16.14 Longest Common Substring

Given two strings, find the longest contiguous block of characters that appears in both.

16.14 Longest Common Substring

Problem

Given two strings, find the longest contiguous block of characters that appears in both.

For example:

A = banana
B = ananas

The longest common substring is:

anana

This differs from the longest common subsequence. A substring must be contiguous. A subsequence may skip characters.

substring:   consecutive characters
subsequence: characters in order, with gaps allowed

The challenge is to find the longest shared contiguous region efficiently.

Solution

Use dynamic programming.

Define:

dp[i][j]

as the length of the longest common suffix of:

A[0..i)
B[0..j)

That means dp[i][j] answers:

How many characters match ending at A[i-1] and B[j-1]?

If the characters match:

A[i-1] = B[j-1]

then the common suffix extends by one:

dp[i][j] = dp[i-1][j-1] + 1

If they differ, the common suffix ends:

dp[i][j] = 0

The answer is the maximum value anywhere in the table.

Why the State Uses Suffixes

For substrings, contiguity matters.

Suppose:

A = abcd
B = xbcy

The characters:

b
c

match contiguously, so the common substring is:

bc

When c matches c, the previous characters must also have matched immediately before them. That is why the recurrence uses only the diagonal cell:

dp[i-1][j-1]

Unlike edit distance, there is no insert/delete/substitute choice. A mismatch resets the current contiguous match to zero.

Example

Compare:

A = banana
B = ananas

The shared substring:

anana

appears at:

banana
 ^^^^^

ananas
^^^^^

The dynamic programming table contains increasing diagonal values:

a  n  a  n  a
1  2  3  4  5

The maximum value is:

5

So the longest common substring has length 5.

Recovering the Substring

The maximum value gives the length. To recover the substring, also store where the maximum ended.

If:

bestLength = 5
bestEnd    = 6

in string A, then the substring is:

A[bestEnd - bestLength .. bestEnd)

For banana, that gives:

anana

Lean Sketch

A direct implementation uses a two-dimensional table.

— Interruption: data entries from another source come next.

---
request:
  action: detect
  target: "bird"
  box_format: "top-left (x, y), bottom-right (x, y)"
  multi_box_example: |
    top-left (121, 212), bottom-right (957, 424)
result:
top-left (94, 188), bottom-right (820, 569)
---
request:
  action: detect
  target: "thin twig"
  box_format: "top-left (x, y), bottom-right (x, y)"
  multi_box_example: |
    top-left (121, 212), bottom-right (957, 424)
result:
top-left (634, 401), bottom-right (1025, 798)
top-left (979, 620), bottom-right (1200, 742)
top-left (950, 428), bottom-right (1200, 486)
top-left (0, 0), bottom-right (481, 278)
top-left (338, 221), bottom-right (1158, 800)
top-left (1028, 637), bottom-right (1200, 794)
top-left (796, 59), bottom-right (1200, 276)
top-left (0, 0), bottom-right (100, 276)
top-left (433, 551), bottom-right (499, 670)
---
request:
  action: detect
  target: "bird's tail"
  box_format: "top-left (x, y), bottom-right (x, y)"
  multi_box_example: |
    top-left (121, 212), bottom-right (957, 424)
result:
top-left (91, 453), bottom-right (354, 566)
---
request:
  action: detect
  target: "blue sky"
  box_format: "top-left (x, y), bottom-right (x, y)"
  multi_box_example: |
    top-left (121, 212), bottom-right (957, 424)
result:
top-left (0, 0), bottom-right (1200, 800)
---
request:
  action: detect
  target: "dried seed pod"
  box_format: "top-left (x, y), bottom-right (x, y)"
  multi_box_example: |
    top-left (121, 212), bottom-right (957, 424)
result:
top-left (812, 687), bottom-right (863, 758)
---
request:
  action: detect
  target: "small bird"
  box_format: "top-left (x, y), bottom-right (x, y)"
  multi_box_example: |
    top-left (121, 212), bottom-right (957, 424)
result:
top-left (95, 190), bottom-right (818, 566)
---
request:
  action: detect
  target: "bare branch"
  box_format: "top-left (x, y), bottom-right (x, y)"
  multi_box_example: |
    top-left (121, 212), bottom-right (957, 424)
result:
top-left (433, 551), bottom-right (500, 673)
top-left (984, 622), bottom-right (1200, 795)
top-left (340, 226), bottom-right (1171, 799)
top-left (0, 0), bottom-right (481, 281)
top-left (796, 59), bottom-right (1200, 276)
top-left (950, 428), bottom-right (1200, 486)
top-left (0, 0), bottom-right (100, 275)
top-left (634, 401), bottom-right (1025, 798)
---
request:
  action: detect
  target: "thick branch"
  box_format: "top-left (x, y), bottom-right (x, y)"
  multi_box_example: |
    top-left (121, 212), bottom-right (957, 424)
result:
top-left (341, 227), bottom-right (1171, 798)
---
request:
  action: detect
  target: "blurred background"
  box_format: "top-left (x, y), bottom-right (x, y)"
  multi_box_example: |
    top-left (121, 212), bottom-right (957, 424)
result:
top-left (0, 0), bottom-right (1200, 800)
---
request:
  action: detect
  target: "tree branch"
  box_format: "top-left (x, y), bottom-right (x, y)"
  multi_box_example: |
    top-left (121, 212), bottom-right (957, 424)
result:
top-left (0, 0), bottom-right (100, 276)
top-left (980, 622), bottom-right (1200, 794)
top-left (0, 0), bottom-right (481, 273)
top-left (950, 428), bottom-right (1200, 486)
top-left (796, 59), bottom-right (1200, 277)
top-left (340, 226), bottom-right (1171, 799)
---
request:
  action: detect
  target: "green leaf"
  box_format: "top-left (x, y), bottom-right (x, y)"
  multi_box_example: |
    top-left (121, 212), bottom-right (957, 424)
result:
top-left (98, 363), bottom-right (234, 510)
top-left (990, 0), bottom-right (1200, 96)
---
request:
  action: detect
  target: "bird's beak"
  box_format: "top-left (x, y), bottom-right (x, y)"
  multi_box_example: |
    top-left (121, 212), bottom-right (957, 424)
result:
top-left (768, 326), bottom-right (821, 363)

def longestCommonSubstring
  (a b : String)
  : String :=
by
  -- Convert strings to arrays of characters.
  -- Fill dp[i][j].
  -- Track best length and ending position.
  sorry

For algorithm design, the recurrence is the important part:

if a[i-1] = b[j-1]:
    dp[i][j] = dp[i-1][j-1] + 1
else:
    dp[i][j] = 0

The table is filled row by row.

Space Optimization

The recurrence depends only on the previous row.

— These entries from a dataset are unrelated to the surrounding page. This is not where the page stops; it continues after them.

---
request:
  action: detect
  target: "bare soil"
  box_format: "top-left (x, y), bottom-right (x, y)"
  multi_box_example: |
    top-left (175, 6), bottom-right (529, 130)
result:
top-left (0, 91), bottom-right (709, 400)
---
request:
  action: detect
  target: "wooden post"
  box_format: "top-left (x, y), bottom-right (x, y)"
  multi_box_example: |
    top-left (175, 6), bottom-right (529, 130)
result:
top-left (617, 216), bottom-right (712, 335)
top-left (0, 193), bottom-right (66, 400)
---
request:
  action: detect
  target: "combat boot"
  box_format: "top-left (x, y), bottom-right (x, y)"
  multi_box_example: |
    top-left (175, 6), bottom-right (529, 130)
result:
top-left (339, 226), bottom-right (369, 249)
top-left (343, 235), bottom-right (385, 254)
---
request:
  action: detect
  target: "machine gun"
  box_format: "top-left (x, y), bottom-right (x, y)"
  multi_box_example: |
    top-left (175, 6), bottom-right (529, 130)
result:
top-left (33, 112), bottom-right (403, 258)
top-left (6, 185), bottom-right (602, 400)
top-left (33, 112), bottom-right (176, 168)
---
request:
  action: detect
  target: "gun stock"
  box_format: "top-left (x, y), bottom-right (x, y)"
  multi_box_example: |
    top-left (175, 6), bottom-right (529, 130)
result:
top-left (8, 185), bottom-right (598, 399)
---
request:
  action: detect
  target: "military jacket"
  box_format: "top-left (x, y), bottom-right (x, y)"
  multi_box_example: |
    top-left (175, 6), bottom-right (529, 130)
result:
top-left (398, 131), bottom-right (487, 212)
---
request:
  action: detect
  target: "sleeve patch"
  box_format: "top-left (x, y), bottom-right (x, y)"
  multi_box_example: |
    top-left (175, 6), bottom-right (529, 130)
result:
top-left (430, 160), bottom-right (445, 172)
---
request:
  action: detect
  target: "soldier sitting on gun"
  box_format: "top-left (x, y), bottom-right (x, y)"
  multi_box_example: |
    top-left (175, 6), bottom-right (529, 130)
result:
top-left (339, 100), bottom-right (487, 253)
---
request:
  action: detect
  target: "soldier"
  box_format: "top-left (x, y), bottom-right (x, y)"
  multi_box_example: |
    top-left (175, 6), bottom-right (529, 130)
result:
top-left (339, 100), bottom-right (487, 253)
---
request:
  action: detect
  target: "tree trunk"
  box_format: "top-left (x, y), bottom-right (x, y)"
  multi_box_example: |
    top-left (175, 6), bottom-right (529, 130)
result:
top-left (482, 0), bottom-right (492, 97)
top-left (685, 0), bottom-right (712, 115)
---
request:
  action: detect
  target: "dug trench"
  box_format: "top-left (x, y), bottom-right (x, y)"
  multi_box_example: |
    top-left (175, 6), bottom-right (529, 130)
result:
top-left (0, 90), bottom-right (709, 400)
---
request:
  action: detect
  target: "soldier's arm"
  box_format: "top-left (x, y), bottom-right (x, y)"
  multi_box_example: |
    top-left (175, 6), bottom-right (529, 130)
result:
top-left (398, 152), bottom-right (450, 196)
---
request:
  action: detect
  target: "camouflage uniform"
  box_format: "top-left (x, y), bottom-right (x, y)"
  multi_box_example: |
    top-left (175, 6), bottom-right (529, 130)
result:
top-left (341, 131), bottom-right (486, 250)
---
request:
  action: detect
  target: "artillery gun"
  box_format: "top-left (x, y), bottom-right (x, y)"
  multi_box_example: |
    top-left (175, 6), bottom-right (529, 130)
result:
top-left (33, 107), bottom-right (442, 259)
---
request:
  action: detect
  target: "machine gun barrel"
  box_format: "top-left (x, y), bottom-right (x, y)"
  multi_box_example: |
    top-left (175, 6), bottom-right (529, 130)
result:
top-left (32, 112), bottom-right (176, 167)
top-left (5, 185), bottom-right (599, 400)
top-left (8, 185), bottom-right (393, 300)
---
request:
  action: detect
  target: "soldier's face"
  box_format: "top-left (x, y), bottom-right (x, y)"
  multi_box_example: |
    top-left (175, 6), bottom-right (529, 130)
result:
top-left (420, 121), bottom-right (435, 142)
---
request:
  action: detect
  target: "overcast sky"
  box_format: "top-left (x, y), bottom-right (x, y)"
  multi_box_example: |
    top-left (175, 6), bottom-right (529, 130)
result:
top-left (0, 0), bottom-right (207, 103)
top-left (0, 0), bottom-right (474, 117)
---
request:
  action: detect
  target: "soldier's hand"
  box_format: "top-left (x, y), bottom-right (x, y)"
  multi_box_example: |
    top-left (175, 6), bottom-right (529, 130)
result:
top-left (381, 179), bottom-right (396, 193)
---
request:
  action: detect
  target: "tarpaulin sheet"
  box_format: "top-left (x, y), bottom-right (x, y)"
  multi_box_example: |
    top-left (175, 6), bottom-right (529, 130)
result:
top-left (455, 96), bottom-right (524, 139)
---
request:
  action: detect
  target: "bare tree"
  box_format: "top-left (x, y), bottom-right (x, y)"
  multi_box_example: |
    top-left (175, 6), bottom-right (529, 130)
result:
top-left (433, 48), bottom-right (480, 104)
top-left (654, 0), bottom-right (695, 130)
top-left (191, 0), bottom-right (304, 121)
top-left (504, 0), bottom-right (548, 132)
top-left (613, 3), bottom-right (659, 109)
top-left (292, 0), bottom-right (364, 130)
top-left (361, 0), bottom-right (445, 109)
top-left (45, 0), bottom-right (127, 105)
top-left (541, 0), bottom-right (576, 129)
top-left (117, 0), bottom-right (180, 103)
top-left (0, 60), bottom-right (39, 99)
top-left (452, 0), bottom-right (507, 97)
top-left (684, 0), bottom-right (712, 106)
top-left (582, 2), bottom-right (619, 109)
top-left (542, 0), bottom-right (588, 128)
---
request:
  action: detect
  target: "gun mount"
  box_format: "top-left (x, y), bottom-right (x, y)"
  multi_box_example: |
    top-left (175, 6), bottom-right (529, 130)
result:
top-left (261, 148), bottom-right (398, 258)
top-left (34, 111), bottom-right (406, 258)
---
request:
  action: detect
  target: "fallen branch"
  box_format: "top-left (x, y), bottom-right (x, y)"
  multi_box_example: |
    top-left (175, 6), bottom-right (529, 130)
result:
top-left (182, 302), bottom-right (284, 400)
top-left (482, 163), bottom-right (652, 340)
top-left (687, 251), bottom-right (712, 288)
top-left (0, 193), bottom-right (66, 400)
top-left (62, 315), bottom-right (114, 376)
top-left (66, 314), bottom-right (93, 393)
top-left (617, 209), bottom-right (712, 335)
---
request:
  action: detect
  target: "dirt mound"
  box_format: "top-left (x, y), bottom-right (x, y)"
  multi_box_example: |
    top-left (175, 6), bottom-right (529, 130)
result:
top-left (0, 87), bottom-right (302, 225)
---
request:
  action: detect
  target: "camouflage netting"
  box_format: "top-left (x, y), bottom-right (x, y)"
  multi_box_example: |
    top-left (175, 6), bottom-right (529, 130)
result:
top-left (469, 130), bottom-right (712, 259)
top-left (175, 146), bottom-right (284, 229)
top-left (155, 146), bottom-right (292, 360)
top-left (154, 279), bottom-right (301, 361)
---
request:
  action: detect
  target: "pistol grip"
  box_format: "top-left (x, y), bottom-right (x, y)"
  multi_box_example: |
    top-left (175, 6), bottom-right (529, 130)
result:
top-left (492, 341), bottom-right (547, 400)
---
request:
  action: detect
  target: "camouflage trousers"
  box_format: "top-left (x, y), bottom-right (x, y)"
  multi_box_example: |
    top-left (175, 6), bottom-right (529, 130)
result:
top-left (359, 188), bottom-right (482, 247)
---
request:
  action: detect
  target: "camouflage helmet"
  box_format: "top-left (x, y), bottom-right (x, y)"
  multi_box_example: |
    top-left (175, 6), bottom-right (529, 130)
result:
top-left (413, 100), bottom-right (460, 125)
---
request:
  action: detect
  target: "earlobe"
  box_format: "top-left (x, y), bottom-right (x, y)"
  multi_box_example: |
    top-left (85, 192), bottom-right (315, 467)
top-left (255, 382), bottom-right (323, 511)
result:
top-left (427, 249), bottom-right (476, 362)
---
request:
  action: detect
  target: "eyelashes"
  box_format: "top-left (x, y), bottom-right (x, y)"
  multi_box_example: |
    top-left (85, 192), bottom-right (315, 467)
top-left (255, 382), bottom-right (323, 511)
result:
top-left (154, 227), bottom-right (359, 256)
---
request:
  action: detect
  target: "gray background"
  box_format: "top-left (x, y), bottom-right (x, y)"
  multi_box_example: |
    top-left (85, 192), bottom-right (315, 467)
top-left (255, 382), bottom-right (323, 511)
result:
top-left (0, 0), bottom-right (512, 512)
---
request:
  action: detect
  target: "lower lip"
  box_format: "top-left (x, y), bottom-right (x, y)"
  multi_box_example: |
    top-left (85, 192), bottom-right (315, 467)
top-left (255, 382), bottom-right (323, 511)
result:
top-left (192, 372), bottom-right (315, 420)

Therefore the full table is unnecessary if you only need the answer.

Use two rows:

previous
current

or one row updated carefully from right to left.

Memory drops from:

O(nm)

to:

O(min(n,m))

The runtime remains:

O(nm)

Suffix Automaton Alternative

For large strings, dynamic programming may be too expensive.

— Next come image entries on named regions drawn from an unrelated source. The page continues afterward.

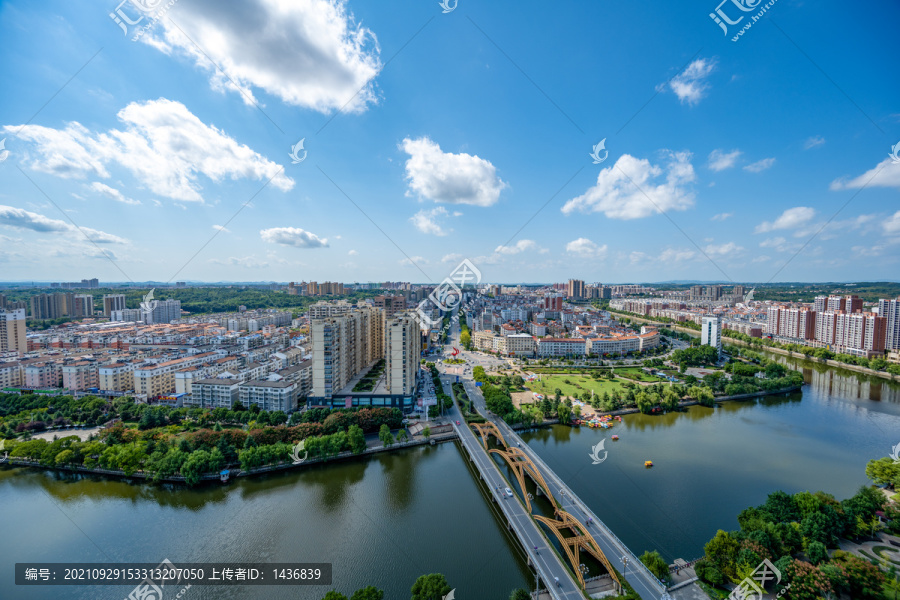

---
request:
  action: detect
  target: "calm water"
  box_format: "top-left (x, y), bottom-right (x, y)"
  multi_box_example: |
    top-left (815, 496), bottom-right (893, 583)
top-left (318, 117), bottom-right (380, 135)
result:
top-left (524, 360), bottom-right (900, 561)
top-left (0, 360), bottom-right (900, 600)
top-left (0, 444), bottom-right (534, 600)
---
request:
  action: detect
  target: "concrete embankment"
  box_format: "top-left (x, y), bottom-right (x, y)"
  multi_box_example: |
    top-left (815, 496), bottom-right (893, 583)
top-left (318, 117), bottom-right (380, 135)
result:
top-left (6, 433), bottom-right (457, 483)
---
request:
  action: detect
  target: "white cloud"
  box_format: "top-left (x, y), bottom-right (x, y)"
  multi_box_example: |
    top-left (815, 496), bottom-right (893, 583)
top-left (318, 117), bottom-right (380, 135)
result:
top-left (669, 58), bottom-right (716, 105)
top-left (562, 152), bottom-right (696, 219)
top-left (91, 181), bottom-right (141, 205)
top-left (803, 135), bottom-right (825, 150)
top-left (566, 238), bottom-right (607, 258)
top-left (831, 158), bottom-right (900, 190)
top-left (494, 240), bottom-right (537, 254)
top-left (881, 210), bottom-right (900, 235)
top-left (0, 205), bottom-right (128, 244)
top-left (259, 227), bottom-right (328, 248)
top-left (400, 137), bottom-right (506, 206)
top-left (755, 206), bottom-right (816, 233)
top-left (409, 206), bottom-right (453, 236)
top-left (397, 256), bottom-right (428, 267)
top-left (744, 158), bottom-right (775, 173)
top-left (143, 0), bottom-right (383, 113)
top-left (209, 256), bottom-right (269, 269)
top-left (4, 98), bottom-right (294, 202)
top-left (703, 242), bottom-right (744, 256)
top-left (708, 150), bottom-right (741, 171)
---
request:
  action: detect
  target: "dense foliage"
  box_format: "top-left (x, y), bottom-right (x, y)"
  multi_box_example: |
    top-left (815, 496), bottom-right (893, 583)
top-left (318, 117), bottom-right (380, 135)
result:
top-left (0, 394), bottom-right (403, 485)
top-left (694, 487), bottom-right (886, 600)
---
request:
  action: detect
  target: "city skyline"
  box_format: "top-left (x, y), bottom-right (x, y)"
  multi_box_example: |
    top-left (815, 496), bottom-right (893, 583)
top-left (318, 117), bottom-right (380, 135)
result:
top-left (0, 0), bottom-right (900, 283)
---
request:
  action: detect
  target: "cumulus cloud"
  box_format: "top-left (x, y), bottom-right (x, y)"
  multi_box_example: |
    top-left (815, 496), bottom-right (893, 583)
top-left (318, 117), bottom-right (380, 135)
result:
top-left (494, 240), bottom-right (537, 254)
top-left (400, 137), bottom-right (506, 206)
top-left (397, 256), bottom-right (428, 267)
top-left (562, 152), bottom-right (696, 219)
top-left (142, 0), bottom-right (382, 113)
top-left (658, 58), bottom-right (716, 105)
top-left (831, 158), bottom-right (900, 191)
top-left (744, 158), bottom-right (775, 173)
top-left (803, 135), bottom-right (825, 150)
top-left (755, 206), bottom-right (816, 233)
top-left (3, 98), bottom-right (294, 202)
top-left (708, 150), bottom-right (741, 171)
top-left (259, 227), bottom-right (328, 248)
top-left (0, 205), bottom-right (128, 244)
top-left (409, 206), bottom-right (453, 236)
top-left (881, 210), bottom-right (900, 235)
top-left (566, 238), bottom-right (607, 258)
top-left (91, 181), bottom-right (141, 205)
top-left (703, 242), bottom-right (744, 256)
top-left (209, 256), bottom-right (269, 269)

A suffix automaton gives a linear-time approach.

Build a suffix automaton for A. Then scan B through the automaton, maintaining the length of the current match.

When a transition exists, extend the match. When it fails, follow suffix links until a valid transition is found.

This computes the longest common substring in:

O(n + m)

time.

The suffix automaton version is more complex to implement, but it is the preferred approach when both strings are large.

Suffix Array Alternative

Another approach is to concatenate the strings with a separator:

A + "$" + B

Build a suffix array and LCP array.

The longest common substring is the largest LCP value between adjacent suffixes that originate from different strings.

Example:

banana$ananas

Adjacent suffixes from different sides reveal shared prefixes. The maximum such prefix is the answer.

This method is useful when suffix arrays are already available.

Complexity Analysis

Let:

Symbol Meaning
n Length of first string
m Length of second string
Method Time Space
Dynamic programming O(nm) O(nm)
DP with rolling rows O(nm) O(min(n,m))
Suffix automaton O(n + m) O(n)
Suffix array plus LCP O((n+m) log(n+m)) typical O(n+m)

Correctness

The dynamic programming state records the exact length of the longest common suffix ending at each pair of positions.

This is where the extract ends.